Koyun kuzu ovalara yayılır
Sihirli bir kaval sesi duyulur
Çiftçi dayı ekimine koyulur
Bizim ilde harman hasat bol olur.
Sipahi der aşık olup yazmalı
Deliorman’ın dilberini sezmeli
Arı olup çiçek, çiçek gezmeli
Bu kırlarda petek, petek bal olur.
NO: 80 İSMAİL AHMET ÇAVUŞ (1940-2017)
İsmail Ahmedov Çavuşev 1941 yılında Razgrat iline bağlı Hebip Köy (Vladimirovtsi) de dünyaya geldi. İlk okulu ve ortayı doğduğu köyde okuduktan sonra Sofya’da açılan Türk Pedagoji okuluna gitti. Ve oradan mezun oldu. İki yıl kendi köyünde öğretmen oldu. Askere alındı. Bulgaristan’da çok az Türk çocuğu sıra askeri olarak askerlik yapar, lakin babasının yeni idareye olan katkılarından dolay İsmail Çavuş bu imtiyazdan faydalanabildi. Terhis olduktan sonra Sofya’da Kliment Ohridski adlı Devlet Üniversites’inin Şarkiyat Bölümünü kazandı ve oradan Türk Dili ve Edebiyatı uzmanı olarak mezun oldu.
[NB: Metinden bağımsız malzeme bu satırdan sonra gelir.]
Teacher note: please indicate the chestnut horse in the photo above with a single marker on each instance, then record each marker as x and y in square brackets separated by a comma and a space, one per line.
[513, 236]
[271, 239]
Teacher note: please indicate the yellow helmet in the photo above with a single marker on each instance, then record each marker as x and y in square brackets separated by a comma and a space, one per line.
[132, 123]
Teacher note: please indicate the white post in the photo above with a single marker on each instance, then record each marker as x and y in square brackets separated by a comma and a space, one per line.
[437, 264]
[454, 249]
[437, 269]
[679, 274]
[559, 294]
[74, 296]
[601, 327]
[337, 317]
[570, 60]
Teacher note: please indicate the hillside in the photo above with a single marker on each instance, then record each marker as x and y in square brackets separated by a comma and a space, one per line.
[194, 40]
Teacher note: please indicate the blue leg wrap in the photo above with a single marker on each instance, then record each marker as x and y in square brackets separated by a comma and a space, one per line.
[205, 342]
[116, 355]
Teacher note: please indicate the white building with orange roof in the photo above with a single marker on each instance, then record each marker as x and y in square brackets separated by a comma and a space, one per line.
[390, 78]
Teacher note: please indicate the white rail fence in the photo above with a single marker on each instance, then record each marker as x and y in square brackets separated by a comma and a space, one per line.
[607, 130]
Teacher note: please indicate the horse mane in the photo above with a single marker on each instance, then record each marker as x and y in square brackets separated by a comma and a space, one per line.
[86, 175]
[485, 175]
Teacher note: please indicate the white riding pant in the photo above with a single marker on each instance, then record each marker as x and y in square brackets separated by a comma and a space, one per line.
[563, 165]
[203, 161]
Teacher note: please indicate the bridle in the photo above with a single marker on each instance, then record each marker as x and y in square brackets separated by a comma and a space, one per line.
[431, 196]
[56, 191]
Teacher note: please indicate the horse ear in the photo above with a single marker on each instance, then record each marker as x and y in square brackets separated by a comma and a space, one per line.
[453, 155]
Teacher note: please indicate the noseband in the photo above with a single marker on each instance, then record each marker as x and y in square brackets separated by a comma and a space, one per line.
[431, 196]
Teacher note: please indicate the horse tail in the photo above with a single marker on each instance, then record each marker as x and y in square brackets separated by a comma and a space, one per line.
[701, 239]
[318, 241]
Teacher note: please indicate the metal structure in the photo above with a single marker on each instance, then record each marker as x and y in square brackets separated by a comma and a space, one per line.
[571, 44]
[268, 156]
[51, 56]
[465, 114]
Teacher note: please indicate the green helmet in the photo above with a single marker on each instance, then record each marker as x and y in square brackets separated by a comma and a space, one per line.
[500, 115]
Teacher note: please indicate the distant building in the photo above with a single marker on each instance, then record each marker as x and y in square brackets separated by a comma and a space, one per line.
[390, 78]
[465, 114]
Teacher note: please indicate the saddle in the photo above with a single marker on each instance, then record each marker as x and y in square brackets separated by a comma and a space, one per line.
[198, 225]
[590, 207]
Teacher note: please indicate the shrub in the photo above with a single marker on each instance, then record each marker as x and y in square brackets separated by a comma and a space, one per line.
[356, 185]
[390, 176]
Önce “Piyoner” adlı Türkçe neşredilen çocuk dergisinde çalışmaya başladı. Dergi kapatılınca “Halk Gençliği” gazetesine atandı. Orada uzun yıllar çalıştıktan sonra o gazete de kapandı. Belli bir zaman işsiz kaldı, sonra “Yeni Işık” gazetesinde işe başladı. Edebiyat uzmanı olmasına rağmen uzun yıllar gazetenin İktisat bölümünde çalıştırıldı. Birkaç yıl Dış Haberler servisine gönderildi. Gazetenin bayıltıcı atmosferine dayanamayarak istifa etti. Birkaç yıl Sofya Devlet Üniversitesinde Türk Dili ve Grameri derslerini okuttu. Orda da haksızlıklara dayanamadı tekrar “Yeni Işık” gazetesine döndü. Birkaç yıl çevirmen olarak görev yaptı. Ad değiştirme kampanyasında sustu ve idarecilere susarak cevap verdi.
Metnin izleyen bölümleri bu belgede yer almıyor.